Question

3. The insertion of a 4,700-bp Doc retroposon is in the MIDDLE of the promoter region of the white gene as indicated between P1 and P3 (467bp) in Figure below. It is the same distance between P1 and point A (the beginning of retroposon) and between point C (the end of retroposon) as and P3. The retroposon specific primer P2 is 100 bp downstream of A. Use Primer sets P1, P2, P3 to amplify the white one gene promoter and identify the presence of retroposon in the white gene of fruit flies. (1) What is the size between P1 and A and between P3 and C? (2) What is the size of wild type PCR product and that are the primers used to identify the wild type gene? (3) What is the size of the mutant PCR product and that are the primers used to identify the presence of the retroposon. (4) Write down the PCR DNA sizes for two of the following genotypes (male with mutation, male without mutation, female homozygous mutation, female heterozygous mutation and female homozygous wild type). Ask your TA for which two genotypes you have to work on. P1 P2 P3 163

Answer 1

(1) The size between P1 and A and between P2 and C is having equal distance as told in the question. Of the total 467bp the insertion and promotion of the 47000 bp retroposon starts from the point C and 1 bp is used in it.
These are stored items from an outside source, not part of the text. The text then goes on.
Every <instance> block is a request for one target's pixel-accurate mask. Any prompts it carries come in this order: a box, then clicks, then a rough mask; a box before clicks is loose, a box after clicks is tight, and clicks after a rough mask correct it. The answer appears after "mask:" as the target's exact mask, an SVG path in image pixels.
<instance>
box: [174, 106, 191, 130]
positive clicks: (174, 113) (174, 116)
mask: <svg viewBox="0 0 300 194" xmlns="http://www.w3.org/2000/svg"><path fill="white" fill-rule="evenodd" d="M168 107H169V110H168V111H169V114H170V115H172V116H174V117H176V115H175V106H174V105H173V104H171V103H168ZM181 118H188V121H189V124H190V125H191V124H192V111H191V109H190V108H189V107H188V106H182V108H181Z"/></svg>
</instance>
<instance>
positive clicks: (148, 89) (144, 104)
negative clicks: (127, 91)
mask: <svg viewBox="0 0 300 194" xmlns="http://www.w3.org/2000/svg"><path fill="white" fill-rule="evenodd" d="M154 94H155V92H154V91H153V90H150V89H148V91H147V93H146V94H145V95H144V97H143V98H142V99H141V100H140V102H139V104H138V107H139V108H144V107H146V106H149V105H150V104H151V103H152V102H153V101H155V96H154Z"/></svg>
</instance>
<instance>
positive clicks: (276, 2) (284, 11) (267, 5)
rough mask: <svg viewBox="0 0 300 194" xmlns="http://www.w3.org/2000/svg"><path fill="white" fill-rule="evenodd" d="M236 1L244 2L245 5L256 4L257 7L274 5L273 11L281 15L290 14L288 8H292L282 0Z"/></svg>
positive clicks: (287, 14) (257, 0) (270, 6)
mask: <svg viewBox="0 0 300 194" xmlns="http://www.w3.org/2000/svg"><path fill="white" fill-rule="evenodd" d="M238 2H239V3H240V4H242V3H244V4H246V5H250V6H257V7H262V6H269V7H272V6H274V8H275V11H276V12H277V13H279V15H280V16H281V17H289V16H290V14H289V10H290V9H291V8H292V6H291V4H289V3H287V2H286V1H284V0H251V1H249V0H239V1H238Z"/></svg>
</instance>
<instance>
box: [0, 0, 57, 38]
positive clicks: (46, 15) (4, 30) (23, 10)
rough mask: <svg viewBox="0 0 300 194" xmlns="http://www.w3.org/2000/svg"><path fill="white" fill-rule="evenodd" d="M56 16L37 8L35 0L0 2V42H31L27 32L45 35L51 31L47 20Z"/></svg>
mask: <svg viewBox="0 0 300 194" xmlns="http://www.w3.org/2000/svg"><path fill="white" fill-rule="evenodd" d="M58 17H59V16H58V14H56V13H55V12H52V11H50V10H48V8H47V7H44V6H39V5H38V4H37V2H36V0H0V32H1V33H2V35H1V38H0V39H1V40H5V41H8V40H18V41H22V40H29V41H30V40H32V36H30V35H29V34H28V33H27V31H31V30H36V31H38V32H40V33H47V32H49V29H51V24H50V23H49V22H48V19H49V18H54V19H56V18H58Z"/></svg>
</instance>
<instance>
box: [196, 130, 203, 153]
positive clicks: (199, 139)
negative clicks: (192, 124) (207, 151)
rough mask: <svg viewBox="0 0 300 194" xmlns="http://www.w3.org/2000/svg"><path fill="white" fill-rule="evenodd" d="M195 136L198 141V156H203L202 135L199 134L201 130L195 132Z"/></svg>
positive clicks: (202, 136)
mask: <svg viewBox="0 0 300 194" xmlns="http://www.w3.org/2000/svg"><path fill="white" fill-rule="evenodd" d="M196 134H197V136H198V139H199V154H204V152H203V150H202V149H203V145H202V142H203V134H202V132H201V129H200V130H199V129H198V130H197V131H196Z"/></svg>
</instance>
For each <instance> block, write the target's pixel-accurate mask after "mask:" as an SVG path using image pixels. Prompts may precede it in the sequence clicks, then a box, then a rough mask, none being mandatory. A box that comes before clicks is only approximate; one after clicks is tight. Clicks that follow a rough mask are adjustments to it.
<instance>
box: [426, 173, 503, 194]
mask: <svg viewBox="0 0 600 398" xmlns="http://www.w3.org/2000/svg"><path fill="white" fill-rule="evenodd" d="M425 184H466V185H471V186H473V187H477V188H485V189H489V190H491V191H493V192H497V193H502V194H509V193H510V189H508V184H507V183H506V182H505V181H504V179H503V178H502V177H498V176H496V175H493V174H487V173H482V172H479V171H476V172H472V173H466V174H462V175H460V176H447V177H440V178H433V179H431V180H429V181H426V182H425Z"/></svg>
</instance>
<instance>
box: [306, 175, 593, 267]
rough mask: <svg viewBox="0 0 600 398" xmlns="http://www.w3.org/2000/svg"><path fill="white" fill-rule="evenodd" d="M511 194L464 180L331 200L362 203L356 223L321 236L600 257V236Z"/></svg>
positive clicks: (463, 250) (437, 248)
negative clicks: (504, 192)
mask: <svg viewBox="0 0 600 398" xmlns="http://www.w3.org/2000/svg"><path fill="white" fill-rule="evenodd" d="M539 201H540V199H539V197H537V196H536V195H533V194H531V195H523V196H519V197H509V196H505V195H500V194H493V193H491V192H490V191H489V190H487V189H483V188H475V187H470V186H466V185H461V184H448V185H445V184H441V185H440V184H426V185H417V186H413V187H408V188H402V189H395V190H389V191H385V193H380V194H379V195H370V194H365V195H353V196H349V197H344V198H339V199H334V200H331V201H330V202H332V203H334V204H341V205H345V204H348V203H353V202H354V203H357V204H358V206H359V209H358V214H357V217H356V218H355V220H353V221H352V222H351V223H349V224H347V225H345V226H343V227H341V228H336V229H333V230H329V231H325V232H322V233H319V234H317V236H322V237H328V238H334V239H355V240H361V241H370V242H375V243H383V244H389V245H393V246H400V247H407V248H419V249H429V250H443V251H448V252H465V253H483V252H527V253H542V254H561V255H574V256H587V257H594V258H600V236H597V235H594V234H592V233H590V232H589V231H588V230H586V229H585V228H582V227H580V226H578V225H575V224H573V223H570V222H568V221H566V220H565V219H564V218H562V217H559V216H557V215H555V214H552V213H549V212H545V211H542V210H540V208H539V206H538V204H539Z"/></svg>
Of the 467bp, 466bp left are equally present between P1 and A and P2 and C, that is, 233bp is the size of P1 to A=P2 to C.

(2)The size of the wild type PCR product would be in the absence of the mutant portion that would be 476 bp long as it would start from one side by primer P1 and from the other side by primer P3.

(3) The mutant PCR product would be of the size 47000bp+233bp+100bp(size of P2)=47333bp as the extension by primer P2 and P1 would start from the two given points and as a result the mutant PCR product would be formed.

(4) PCR DNA size of male mutation is 47333bp as discussed above, and of male without mutation is 467bp as the mutation is absent so the role of retroposon and P2 is not there.